Или можно подобрать со стола соленый огурец и упиваться им, высасывать его до чахоточного состояния, а потом и чахоточное поглотить без остатка.
Да, соленый огурец на столе – это редкость, конечно, и момента придется ждать долго, а времени будет ничтожно мало, но шанс есть.
Или можно попытаться глотнуть белорусского березового сока. Отец говорит маме, что хорошо знает места на полках, где он стоит, в трех магазинах «Азбука вкуса» (а если что, то могут принести и со склада), мимо которых он ездит на этой вожделенной машине, о которой всегда отдельный разговор.
Почти наверняка при этом на столе уже лежит надкусанное папкой яблоко, и этот приз никак не может сравниться с таким же яблоком (и даже очищенным от кожуры), которое только что выдала Даша. Что? Почему не может сравниться? Как вам, взрослым, объяснить, что выплевывать шкурку яблока куда попало, желательно за штору, – это еще большее наслаждение, чем просто, если так можно выразиться, кушать чистейшую мякоть? Как сказать вам так, чтобы вы поняли, если к тому же еще и говорить пока не умеешь? И рот, черт его побери, на замке.
В общем, за этим стулом и этим столом на коленях у отца не пропадешь.

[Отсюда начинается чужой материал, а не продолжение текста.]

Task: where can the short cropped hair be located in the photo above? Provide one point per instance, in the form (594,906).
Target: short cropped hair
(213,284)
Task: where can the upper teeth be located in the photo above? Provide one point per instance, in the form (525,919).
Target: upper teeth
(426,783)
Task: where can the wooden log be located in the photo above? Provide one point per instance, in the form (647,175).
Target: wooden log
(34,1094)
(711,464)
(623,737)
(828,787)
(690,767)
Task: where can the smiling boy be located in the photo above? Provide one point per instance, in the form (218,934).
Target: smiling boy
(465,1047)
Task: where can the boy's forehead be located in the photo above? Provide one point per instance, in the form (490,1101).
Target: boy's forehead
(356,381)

И вот Андреич входит в столовую и видит, что именно этот решающий стул занял один мой засидевшийся в гостях товарищ. Из лучших, наверное, побуждений: самому хотелось закусить. И главное, к товарищу, которого Андреич видел раньше, никаких вроде вопросов, кран ведь такой хороший подарил, и все, казалось бы, понимает, не лезет в душу, и вдруг такое вероломство. Специально, что ли?
Нет, ну это же сразу рушится стройная картина мира, уходят горизонты, исчезают ориентиры, в том числе нравственные…
Да, так быть не должно. Андреич берет товарища за руку и выводит его из-за стола. Товарищ не очень понимает, куда его ведут, и еще улыбается:
– Ну что, Андрюша, куда пойдем?!
А никуда. Просто вставай со стула.
Потом Андреич идет за мной, тоже берет за руку и приводит в столовую. Он показывает на стул: пожалуйста, садись, свободно!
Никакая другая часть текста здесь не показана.